Graphically, this time around, things look a bit better than they have in recent Sonic games. Sega says that this is due to a new graphical engine, the Hedgehog Engine, that they’ve developed at Sega Japan. They tell us that this new engine has the ability to stream textures and geography very quickly. This was apparent in our demo; I’ve never seen a videogame with such a sense of speed.
This time around, rings don’t only serve as hit points. Now Sonic also builds up a ring energy gauge, and you use this energy to use the new power, Sonic Boost. Think of this power as a sort of nitro boost. Speed goes from just fast to totally crazy when boosting. Sega says that Sonic moves at a “virtual 300 miles per hour.” I don’t know how they could measure that, but it was fast regardless.
Hit the jump for more on Sonic Unleashed.
There’s a new “2.5-D” perspective for Sonic Unleashed. Sega says that this marks a kind of return to Sonic’s roots. Without actually playing Unleashed, we can’t confirm that this is actually a “return,” but the level design did remind me of the classic 2-D Genesis titles in sections. Sega says that they’re aiming for “the best of both worlds,” which means that they’ll use either 3-D or 2-D depending on what works best for the situation. From what we saw, the game manages to change between the two on the fly.
For Sonic Unleashed, it seems that Sonic was captured by Dr. Eggman. The Chaos Emeralds were used on Sonic to form a chaotic transformation. Unfortunately for Sonic, his speed is stripped away, and he ends up turning into a Sonic Werewolf.
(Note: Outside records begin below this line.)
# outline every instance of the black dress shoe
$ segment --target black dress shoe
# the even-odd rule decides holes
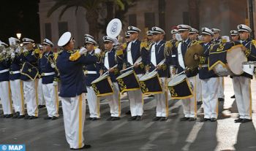
[[[192,121],[195,121],[196,120],[197,120],[197,118],[195,118],[195,117],[189,117],[189,121],[192,122]]]
[[[161,117],[155,117],[152,119],[152,121],[157,121],[161,119]]]
[[[94,117],[88,117],[87,120],[91,120],[93,118],[94,118]]]
[[[201,105],[203,104],[203,101],[197,101],[197,105]]]
[[[17,118],[20,119],[20,118],[24,118],[25,115],[19,115]]]
[[[91,120],[99,120],[99,118],[97,118],[97,117],[93,117]]]
[[[252,119],[243,119],[242,123],[247,123],[247,122],[252,122]]]
[[[235,120],[234,121],[235,121],[235,123],[241,123],[242,120],[243,120],[242,118],[238,118],[238,119]]]
[[[91,148],[91,144],[85,144],[82,148],[70,148],[71,150],[80,150],[86,148]]]
[[[142,116],[137,116],[136,121],[142,120]]]
[[[184,117],[179,119],[180,121],[186,121],[188,120],[189,120],[189,117]]]
[[[45,117],[44,120],[50,120],[52,117]]]
[[[131,110],[129,110],[129,111],[127,112],[125,114],[126,114],[126,115],[131,115]]]
[[[29,119],[30,116],[29,115],[26,115],[25,117],[24,117],[24,120],[28,120]]]
[[[211,122],[216,122],[217,120],[217,118],[211,118]]]
[[[165,121],[167,120],[167,117],[162,117],[159,120],[159,121]]]
[[[34,120],[34,119],[36,119],[36,118],[37,118],[37,117],[35,117],[35,116],[30,116],[29,117],[29,120]]]
[[[211,119],[209,119],[209,118],[203,118],[203,119],[201,119],[200,121],[200,122],[206,122],[206,121],[208,121],[208,120],[210,120],[210,121],[211,121]]]
[[[128,119],[128,121],[136,120],[137,116],[131,117]]]
[[[57,119],[59,119],[59,117],[53,116],[53,117],[51,117],[52,120],[57,120]]]
[[[224,101],[225,99],[224,99],[224,98],[218,98],[218,101]]]
[[[5,116],[5,118],[10,118],[10,117],[12,117],[12,114],[7,115]]]
[[[113,117],[108,117],[108,118],[107,118],[107,120],[108,121],[110,121],[110,120],[112,120],[112,118],[113,118]]]
[[[121,118],[120,117],[113,117],[113,118],[111,119],[112,121],[114,121],[114,120],[119,120]]]
[[[20,115],[20,112],[17,112],[13,115],[12,118],[18,118],[18,117]]]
Super strength and reach replace speed during the night time, when Sonic changes into werewolf form. The gameplay is similar that of action performers, with Sonic using his claws (think Wolverine) and stretchy arms to beat down enemies and obstacles. Forget running and loops; Sonic is full-on fighting now. Multiple button presses initiated combos which made me think of Devil May Cry… with a hedgehog. Stretchy arms are also used for platforming, like reaching for higher ground or ledges.
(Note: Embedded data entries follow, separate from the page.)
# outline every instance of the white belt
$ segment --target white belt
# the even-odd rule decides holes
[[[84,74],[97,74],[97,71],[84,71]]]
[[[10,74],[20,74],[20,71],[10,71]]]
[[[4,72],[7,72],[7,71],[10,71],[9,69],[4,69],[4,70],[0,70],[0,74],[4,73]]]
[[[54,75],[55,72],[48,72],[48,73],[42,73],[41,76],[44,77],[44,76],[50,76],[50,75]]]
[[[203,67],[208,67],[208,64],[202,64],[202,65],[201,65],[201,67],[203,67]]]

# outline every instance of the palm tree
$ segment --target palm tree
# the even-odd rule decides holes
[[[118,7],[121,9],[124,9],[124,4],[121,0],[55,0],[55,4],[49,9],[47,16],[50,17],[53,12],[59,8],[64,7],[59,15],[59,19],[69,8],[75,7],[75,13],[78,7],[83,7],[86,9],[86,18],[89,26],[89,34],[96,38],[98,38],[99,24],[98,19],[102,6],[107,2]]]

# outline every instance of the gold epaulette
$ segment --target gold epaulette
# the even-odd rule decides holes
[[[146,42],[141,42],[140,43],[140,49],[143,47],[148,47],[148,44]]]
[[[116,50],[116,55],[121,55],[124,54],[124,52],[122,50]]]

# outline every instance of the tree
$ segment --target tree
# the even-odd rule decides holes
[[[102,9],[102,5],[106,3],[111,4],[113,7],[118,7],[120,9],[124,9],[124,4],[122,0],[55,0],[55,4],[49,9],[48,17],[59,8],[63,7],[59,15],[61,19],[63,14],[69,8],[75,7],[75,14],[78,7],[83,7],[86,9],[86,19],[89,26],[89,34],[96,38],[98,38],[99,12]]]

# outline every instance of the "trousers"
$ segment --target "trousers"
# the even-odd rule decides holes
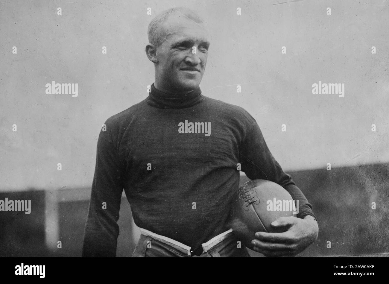
[[[177,241],[140,229],[141,234],[132,257],[250,257],[231,229],[202,244],[203,253],[193,255],[191,248]]]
Finally, they show us a new China-inspired level and speed mechanic. Quick Step allows Sonic to keep running forward. You don’t have to steer, but you can nudge him left or right with the left and right bumpers. As you’ll see in the screenshots, this Chinese level is beautiful and visually polished, with some of the pathways designed to look like dragons. The gameplay seemed closer to that of the later Sonic 3-D games, with launch pads and targeted enemy hopping.
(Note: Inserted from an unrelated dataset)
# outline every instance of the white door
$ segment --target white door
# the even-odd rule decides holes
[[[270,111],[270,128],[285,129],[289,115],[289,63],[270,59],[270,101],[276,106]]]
While chatting with other games writers, we found that opinions greatly varied. Some felt that Unleashed is a step in the right direction, while others feel they’re making the same mistakes still. All agreed that none of us can be sure without a hands-on session. I’ll remain hopeful that one of my favorite franchises is finally getting back to its roots. Don’t mess it up, Sega.